Paul – who looks like an over-exposed photograph of Owen Wilson, on which someone has hastily scribbled a replacement face in biro – returned this week with #KSIvLogan, a landmark boxing match between him and another huge YouTuber. Said opponent, the UK’s KSI, is a similarly big deal, with 19 million followers (to Paul’s 18 million), although his appeal depends on your tolerance for Fifa and loud laughing. Both have a very young fanbase, which means the orbit of their boxing match, and the squalid mock-beef that’s surrounded it, has left a sour taste in many mouths.

Paul and KSI’s success is in creating high school cliques of cool kids into which anyone can belong, provided you’re in on the right jokes, wearing the right gear and sufficiently chill to hang (which translates as watching the videos to get the jokes and buying the merch to have the right gear).

Expensive tat This gear is no small thing, since Paul’s affinity for slinging merchandise

– or “MERCH!” as he so fondly terms it in the screamed inducements with which he opens most videos – has already courted opprobrium from those who suggest aggressively upselling expensive tat to children is, at best, unseemly. The items in question are nearly always his brand of backpacks, nearly always offered as part of some sort of awesome sale, and nearly always morbidly hideous to look at.

READ MORE

War of words

While rinsing cash out of children is a bad look for men in their mid-20s, squeezing it from them by beating up another man is likely worse, and the stage-managed war of words that went before the bout was less edifying still. This consisted mostly of artlessly remedial taunting, but occasionally ventured into the realm of homophobic and sexist slurs – again, all concocted for, and broadcast to, the rabid excitement of children.
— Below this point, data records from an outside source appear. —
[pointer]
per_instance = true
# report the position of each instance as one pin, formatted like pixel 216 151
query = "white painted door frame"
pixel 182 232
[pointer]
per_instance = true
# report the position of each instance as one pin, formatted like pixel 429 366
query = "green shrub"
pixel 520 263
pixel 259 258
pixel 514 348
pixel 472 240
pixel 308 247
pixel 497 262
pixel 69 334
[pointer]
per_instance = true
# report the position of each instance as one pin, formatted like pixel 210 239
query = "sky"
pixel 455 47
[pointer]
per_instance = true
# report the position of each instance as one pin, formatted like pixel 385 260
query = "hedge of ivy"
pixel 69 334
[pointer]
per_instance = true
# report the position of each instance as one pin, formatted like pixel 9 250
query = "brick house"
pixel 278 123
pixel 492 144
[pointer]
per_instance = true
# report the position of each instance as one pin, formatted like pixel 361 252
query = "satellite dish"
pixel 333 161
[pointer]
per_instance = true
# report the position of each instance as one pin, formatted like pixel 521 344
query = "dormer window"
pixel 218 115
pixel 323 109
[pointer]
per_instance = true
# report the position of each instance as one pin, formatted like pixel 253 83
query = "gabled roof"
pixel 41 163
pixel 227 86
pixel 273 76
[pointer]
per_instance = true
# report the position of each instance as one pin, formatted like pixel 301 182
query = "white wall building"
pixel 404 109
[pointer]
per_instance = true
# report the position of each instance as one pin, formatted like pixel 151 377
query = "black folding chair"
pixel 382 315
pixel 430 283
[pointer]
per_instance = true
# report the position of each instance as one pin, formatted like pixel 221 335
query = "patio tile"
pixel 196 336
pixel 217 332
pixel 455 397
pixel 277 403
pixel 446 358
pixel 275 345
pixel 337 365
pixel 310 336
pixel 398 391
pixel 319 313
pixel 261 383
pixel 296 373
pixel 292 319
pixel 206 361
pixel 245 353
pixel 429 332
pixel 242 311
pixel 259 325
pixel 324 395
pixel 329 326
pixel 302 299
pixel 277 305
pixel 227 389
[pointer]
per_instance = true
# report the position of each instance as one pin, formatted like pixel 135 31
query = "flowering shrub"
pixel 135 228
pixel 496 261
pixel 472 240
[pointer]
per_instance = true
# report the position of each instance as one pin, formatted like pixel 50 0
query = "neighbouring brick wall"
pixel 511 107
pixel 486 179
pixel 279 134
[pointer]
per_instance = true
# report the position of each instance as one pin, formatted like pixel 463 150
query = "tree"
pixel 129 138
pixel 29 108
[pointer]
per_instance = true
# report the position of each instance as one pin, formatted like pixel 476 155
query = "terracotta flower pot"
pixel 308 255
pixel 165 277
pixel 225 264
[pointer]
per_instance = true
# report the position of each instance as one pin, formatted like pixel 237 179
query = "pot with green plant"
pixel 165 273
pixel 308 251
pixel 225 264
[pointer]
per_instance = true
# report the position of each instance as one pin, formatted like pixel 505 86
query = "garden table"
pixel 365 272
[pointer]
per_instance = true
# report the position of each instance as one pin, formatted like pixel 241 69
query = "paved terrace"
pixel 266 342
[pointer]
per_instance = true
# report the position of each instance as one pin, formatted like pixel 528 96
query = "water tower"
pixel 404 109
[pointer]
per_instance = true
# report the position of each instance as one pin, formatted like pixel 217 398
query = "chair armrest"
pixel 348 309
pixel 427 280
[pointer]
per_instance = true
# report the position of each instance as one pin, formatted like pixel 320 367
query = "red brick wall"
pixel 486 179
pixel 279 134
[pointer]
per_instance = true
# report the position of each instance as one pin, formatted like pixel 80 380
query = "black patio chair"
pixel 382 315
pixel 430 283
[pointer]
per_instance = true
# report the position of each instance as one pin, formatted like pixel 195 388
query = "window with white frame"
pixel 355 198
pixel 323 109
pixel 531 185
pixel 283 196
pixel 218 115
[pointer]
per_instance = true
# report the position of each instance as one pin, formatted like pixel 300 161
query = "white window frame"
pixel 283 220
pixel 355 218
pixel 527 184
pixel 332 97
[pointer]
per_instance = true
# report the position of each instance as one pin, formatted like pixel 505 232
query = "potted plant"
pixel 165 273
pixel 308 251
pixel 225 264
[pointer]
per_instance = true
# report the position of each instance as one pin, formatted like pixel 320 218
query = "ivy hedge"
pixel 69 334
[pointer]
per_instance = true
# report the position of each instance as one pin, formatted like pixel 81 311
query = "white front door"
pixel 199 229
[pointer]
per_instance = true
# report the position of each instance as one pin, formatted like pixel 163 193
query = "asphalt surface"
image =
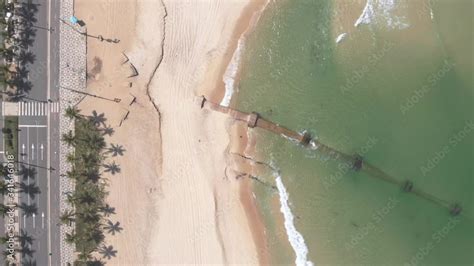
pixel 38 141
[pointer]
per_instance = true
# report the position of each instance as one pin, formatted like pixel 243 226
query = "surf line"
pixel 356 162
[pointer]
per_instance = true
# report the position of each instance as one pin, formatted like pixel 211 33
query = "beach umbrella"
pixel 73 20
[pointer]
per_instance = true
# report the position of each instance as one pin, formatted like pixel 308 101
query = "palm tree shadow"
pixel 97 119
pixel 112 168
pixel 26 57
pixel 108 210
pixel 107 252
pixel 116 149
pixel 112 227
pixel 26 172
pixel 32 189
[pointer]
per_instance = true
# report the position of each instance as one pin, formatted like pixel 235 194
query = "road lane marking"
pixel 28 126
pixel 33 152
pixel 28 161
pixel 42 151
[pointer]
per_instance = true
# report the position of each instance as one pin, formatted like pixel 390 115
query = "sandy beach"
pixel 176 196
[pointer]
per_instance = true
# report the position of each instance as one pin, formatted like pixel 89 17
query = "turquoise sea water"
pixel 398 90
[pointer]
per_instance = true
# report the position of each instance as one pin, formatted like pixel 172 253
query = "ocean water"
pixel 389 80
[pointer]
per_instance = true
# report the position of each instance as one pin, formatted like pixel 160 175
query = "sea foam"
pixel 231 73
pixel 383 12
pixel 295 237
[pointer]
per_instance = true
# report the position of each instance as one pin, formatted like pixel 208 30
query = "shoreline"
pixel 231 233
pixel 240 139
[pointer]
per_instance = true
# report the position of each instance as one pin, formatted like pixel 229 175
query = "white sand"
pixel 174 197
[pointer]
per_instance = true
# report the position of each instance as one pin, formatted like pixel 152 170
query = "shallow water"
pixel 398 90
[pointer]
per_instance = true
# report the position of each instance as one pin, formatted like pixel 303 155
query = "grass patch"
pixel 10 134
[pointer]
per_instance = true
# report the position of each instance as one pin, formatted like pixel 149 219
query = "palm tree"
pixel 72 112
pixel 69 138
pixel 3 187
pixel 71 238
pixel 71 158
pixel 3 209
pixel 116 149
pixel 112 168
pixel 95 141
pixel 113 228
pixel 67 217
pixel 107 252
pixel 4 239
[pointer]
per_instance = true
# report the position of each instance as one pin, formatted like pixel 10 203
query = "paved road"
pixel 39 139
In the end, the fight drew 18,000 spectators to the Manchester Arena, and more than 800,000 via YouTube PPV, where each viewer paid £7.50 (€8.34) for the privilege, presumably biting somewhat into their weekly backpack budgets. After months of hype and six rounds of fighting, #KSIvLogan ended with a draw, although the massive success of this venture, and the less than savoury means with which it was achieved, may well mean we’ve all lost.